Off the field the club were just as successful last season. Owner Mike Ashley and Derek Llambias, the managing director, have steadied the ship financially, making bold, if controversial, business decisions, that have become the accepted model for self-sustainability in the modern era.
Wherever possible Newcastle pay full fees up front. On players' contracts they refuse to include goal bonuses, image rights or overseas pensions.
There is an openness about the strategy. High-profile departures always cause anguish but there is now an acceptance that Newcastle are targeting youthful players and will sell them on should the right offer come along. An unemotional, business-like view, perhaps, but one that makes perfect sense in these days of austerity.
Money is being reinvested into Newcastle's youth academy and the first team will begin to reap the benefits in the coming season.
But ultimately football is not about the balance sheet.

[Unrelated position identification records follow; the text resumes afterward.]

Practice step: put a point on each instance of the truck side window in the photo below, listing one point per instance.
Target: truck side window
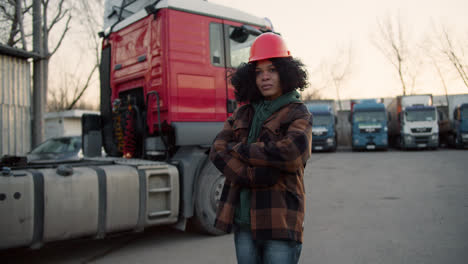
(216, 45)
(239, 46)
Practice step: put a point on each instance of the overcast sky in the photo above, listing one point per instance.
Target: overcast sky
(315, 30)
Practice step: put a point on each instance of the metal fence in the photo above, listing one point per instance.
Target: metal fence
(15, 105)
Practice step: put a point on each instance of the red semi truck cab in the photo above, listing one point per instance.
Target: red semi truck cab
(164, 96)
(165, 68)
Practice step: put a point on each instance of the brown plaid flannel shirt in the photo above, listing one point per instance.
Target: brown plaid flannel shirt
(272, 168)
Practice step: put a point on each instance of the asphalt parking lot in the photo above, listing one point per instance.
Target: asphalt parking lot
(362, 207)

This is a club without a domestic trophy since 1955, but there is a quiet optimism on Tyneside again, an expectancy that has long been absent.
"It's certainly going to be really difficult to replicate what we did last season," Newcastle striker Shola Ameobi said.
"Just look at teams such as Liverpool and Chelsea - I can't see them doing as badly this time in terms of where they finished in the league last season, so we are going to have to raise the bar again. If we did manage to do that, for me, it would mean finishing in a European spot again this season.
"Certainly, as I look back at my career with Newcastle, to do that this time would be our biggest-ever achievement."
The new arrivals have been low-key, in keeping with the vision of the new regime. Gael Bigirimana, recruited from Coventry, Romain Amalfitano, from Reims, and Australian centre-half Curtis Good will improve the squad. Vurnon Anita also looks a shrewd signing, a technically gifted footballer in the mould of Tiote and Cabaye.
Having overachieved last season, the man they called "Pardiola" faces a far more daunting task this time around.
No-one will underestimate his players in any of the four competitions they are competing in this season, but it remains to be seen how the Newcastle squad cope with the Thursday night/Sunday afternoon routine demanded by the Europa League.
"Europe will be an extra drain on the squad and it won't be easy to juggle and rotate. But the squad is full of good players and Alan has shown he is a clever manager," said Lee.
If history tells us anything, it is that Newcastle fans are in for another colourful season. Unlike the shirts, nothing is ever black or white at Newcastle United.